Ruszyli wolnym krokiem w stronę jej auta. Ukradkiem zerkali na siebie i wzajemnie uśmiechali.
-Mogę zadać Ci pytanie?
-Pewnie.
-Co robiłeś w NY?
-Mój brat studiuje tam medycynę więc zaprosił mnie do siebie na tydzień. Nie zastanawiałem się długo i już na następny dzień byłem u niego. Wróciłem dopiero w niedziele wieczorem. A ty?- spojrzał na nią.

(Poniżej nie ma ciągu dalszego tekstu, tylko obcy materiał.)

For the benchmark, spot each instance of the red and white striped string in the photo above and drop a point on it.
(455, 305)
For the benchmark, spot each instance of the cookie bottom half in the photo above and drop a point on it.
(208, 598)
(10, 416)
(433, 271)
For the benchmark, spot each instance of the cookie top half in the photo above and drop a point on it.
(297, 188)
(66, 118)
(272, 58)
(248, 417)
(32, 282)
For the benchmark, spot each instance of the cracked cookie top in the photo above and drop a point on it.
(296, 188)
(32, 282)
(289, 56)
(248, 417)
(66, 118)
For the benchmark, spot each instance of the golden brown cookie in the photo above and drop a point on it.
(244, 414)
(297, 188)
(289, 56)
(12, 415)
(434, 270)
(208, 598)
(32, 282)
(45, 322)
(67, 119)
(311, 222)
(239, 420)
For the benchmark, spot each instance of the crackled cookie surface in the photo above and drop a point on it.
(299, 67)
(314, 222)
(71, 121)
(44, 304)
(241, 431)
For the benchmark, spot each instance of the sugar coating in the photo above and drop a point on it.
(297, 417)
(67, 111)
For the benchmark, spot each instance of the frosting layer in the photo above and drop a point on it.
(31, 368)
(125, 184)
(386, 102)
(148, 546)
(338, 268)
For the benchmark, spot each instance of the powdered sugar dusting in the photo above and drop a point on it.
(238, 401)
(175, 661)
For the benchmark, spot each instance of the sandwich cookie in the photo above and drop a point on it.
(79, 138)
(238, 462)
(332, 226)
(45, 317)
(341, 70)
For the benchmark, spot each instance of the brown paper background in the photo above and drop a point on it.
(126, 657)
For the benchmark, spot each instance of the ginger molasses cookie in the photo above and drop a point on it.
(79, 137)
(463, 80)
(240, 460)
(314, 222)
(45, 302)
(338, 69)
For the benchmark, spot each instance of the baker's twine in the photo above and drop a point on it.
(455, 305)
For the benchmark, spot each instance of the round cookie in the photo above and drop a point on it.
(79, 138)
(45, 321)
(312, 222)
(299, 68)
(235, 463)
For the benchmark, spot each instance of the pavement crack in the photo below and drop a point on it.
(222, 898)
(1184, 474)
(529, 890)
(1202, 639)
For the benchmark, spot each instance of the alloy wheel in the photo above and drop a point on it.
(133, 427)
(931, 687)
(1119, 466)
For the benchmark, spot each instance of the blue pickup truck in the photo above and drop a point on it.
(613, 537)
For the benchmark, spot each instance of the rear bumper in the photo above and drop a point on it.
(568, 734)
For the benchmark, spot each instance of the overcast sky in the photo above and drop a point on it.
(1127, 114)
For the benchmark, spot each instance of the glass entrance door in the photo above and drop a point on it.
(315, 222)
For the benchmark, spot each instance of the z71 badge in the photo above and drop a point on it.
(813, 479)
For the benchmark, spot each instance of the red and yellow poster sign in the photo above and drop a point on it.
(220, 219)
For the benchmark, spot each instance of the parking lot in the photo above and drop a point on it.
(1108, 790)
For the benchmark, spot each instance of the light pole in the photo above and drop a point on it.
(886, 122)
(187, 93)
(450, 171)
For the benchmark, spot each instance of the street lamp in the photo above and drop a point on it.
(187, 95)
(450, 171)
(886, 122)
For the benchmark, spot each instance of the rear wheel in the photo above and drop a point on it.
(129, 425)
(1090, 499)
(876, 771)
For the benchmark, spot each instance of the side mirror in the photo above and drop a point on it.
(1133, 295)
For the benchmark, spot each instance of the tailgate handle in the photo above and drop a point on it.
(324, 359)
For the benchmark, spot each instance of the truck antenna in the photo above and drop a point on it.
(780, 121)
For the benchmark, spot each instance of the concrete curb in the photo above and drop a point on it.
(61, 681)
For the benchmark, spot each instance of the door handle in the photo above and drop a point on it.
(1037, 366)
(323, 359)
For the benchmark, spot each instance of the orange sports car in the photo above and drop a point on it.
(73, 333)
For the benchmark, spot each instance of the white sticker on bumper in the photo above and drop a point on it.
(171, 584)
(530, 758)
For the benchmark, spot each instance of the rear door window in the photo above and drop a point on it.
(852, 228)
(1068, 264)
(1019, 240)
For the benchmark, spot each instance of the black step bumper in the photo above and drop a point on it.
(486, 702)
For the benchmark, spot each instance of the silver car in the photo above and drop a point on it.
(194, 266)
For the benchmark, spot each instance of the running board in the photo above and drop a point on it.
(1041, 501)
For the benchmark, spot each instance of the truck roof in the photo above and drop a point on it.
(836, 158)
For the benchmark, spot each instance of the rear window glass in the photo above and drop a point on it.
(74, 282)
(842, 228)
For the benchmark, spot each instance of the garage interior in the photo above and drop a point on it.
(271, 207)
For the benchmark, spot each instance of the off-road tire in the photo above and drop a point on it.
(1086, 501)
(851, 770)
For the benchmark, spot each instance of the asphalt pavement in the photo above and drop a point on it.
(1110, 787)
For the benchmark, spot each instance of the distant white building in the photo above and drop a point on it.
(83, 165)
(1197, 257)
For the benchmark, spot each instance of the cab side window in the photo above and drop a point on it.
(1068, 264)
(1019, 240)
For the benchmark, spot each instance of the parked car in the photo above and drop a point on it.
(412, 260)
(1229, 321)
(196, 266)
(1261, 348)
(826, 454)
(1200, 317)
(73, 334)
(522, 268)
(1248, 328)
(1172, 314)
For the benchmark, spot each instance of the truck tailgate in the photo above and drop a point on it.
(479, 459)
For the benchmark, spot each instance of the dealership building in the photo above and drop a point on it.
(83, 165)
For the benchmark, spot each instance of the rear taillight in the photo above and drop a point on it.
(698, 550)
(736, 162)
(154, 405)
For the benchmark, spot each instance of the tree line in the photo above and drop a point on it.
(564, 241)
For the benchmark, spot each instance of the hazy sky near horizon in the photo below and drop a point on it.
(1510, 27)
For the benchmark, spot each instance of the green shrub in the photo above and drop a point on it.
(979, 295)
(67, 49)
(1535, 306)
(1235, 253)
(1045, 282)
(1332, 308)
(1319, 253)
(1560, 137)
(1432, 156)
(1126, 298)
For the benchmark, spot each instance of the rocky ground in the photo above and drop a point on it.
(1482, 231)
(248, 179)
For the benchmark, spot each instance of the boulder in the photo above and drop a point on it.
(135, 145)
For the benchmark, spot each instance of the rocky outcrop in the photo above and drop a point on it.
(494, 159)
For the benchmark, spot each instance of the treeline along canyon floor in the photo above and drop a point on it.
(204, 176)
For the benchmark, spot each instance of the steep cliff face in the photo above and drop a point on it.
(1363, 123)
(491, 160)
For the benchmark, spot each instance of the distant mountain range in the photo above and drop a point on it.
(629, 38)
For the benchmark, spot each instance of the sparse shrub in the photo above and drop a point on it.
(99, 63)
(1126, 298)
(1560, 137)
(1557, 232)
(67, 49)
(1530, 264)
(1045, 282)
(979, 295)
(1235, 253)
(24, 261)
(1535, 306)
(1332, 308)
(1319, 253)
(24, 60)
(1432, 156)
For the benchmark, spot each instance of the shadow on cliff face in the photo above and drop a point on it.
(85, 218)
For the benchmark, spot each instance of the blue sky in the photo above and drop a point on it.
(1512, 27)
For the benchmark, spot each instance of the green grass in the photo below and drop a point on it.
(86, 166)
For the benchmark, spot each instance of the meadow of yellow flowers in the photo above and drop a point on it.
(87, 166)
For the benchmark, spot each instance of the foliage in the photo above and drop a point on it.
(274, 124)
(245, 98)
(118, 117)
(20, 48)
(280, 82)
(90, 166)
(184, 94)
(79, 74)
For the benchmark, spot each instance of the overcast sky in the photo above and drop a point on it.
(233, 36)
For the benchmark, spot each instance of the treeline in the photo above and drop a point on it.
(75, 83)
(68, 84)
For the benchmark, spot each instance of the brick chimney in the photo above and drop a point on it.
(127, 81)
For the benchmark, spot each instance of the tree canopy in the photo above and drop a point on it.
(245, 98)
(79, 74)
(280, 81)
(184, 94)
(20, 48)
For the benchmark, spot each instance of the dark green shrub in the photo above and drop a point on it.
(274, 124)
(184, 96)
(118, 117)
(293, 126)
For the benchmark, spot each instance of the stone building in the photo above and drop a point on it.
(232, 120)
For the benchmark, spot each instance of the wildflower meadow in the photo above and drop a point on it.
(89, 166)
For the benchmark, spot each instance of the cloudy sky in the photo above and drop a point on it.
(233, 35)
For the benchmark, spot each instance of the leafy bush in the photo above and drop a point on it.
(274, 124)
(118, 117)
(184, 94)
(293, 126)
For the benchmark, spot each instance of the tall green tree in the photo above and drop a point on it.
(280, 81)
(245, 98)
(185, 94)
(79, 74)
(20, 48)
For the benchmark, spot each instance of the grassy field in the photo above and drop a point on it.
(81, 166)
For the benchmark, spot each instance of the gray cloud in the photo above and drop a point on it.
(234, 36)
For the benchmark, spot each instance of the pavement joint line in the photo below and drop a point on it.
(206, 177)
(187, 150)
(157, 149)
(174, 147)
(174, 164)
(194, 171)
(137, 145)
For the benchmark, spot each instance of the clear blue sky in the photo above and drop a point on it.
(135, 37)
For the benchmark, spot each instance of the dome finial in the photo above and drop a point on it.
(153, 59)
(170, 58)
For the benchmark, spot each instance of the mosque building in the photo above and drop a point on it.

-Ja byłam u rodziców. Mamie bardzo zależało na tym, w sumie tak samo jaki mi. Ale miałam okazję spędzić tam tylko weekend i wróciłam dzisiaj po południu.
-Czyli ta mała dziewczynka, z którą byłaś w miasteczku to była twoja?
-Cami, moja sześcioletnia siostra. Obiecałam jej, że pójdziemy na plac a wyszło tak, że zabrałam ją tam.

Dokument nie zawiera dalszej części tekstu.